Il dottor Albanese ha spiegato come, anche nel territorio messinese, si stia osservando una circolazione prevalente di virus influenzali di tipo A, responsabili di quadri clinici spesso caratterizzati da febbre alta, tosse, dolori muscolari, brividi e marcata stanchezza. Sintomi che permettono di distinguere l’influenza da altre infezioni respiratorie stagionali, soprattutto per l’esordio improvviso e l’intensità del malessere generale. Particolare attenzione è stata dedicata alle differenze di manifestazione della malattia nei bambini, negli anziani e nelle persone con patologie croniche, categorie nelle quali il rischio di complicanze risulta più elevato. Durante l’intervista si è parlato anche del cosiddetto “picco influenzale”, spiegando come si tratti del periodo di massima diffusione del virus, atteso nei mesi invernali e dell’importanza di non sottovalutare segnali come difficoltà respiratorie, peggioramento dei sintomi o febbre persistente, che richiedono un consulto medico.

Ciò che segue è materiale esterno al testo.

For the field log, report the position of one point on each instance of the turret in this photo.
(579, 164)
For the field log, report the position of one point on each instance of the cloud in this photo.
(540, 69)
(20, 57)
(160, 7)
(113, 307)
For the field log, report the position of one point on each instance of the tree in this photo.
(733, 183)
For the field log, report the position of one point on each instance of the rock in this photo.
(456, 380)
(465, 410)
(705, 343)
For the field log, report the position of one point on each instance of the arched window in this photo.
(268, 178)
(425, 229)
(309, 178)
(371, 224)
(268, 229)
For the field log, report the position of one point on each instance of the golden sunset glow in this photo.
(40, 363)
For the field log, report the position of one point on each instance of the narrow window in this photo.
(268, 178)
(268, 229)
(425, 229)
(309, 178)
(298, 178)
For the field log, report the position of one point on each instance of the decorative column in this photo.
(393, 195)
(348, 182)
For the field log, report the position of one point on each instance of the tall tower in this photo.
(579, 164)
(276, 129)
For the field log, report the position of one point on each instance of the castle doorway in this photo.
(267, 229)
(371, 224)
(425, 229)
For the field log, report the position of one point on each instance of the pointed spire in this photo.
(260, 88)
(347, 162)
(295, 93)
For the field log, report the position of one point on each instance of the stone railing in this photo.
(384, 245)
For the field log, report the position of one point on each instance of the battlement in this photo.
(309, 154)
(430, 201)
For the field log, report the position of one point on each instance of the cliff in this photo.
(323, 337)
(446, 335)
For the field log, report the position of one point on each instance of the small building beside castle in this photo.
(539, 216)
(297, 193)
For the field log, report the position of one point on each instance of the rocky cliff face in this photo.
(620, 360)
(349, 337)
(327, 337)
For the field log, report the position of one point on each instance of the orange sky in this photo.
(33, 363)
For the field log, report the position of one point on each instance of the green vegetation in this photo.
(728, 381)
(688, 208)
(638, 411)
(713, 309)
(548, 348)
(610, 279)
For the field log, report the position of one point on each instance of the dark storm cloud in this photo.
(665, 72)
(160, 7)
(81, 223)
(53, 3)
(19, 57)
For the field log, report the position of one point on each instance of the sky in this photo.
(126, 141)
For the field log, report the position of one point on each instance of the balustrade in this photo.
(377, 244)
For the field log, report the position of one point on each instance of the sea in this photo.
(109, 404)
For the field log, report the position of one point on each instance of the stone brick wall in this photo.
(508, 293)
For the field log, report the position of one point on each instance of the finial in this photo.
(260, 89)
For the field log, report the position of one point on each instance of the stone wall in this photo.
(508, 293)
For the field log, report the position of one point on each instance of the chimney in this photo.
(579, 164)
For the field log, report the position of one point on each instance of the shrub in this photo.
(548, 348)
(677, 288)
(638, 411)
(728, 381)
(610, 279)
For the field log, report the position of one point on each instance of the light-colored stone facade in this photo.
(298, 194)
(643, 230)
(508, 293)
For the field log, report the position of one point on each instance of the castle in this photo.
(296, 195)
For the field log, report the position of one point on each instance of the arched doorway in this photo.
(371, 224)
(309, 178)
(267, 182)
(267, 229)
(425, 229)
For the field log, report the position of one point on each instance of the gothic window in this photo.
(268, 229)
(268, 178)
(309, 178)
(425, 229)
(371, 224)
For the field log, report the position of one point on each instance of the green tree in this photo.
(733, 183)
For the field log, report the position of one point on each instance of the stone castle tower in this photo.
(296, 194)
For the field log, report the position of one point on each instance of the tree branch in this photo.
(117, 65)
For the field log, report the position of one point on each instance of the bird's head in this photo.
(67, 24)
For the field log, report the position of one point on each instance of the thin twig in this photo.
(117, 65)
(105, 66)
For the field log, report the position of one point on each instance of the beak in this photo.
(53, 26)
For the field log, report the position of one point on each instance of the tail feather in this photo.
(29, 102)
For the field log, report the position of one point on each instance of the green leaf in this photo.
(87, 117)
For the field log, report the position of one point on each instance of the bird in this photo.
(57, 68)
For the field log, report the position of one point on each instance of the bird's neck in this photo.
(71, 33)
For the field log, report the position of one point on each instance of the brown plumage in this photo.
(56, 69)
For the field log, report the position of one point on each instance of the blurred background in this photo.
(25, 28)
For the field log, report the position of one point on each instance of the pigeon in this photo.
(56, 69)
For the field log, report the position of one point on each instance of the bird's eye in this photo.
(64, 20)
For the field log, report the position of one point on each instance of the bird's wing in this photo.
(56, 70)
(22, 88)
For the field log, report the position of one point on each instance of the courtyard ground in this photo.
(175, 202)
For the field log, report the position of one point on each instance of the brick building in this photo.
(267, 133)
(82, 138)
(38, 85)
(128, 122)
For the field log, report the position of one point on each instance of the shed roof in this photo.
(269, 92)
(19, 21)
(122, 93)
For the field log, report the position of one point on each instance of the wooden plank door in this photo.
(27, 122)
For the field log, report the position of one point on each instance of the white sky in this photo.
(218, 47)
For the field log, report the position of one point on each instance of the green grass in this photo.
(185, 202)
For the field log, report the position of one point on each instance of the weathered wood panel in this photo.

Ampio spazio è stato riservato al tema della prevenzione, Albanese ha infatti ribadito il ruolo centrale della vaccinazione antinfluenzale, raccomandata a partire dai 60 anni, alle donne in gravidanza, ai bambini piccoli, alle persone con malattie croniche e agli operatori sanitari. Fondamentale vaccinarsi per tempo, ha ricordato. Accanto al vaccino, restano essenziali le buone pratiche quotidiane, igiene delle mani, uso della mascherina in presenza di sintomi respiratori e comportamenti responsabili per limitare la diffusione del virus.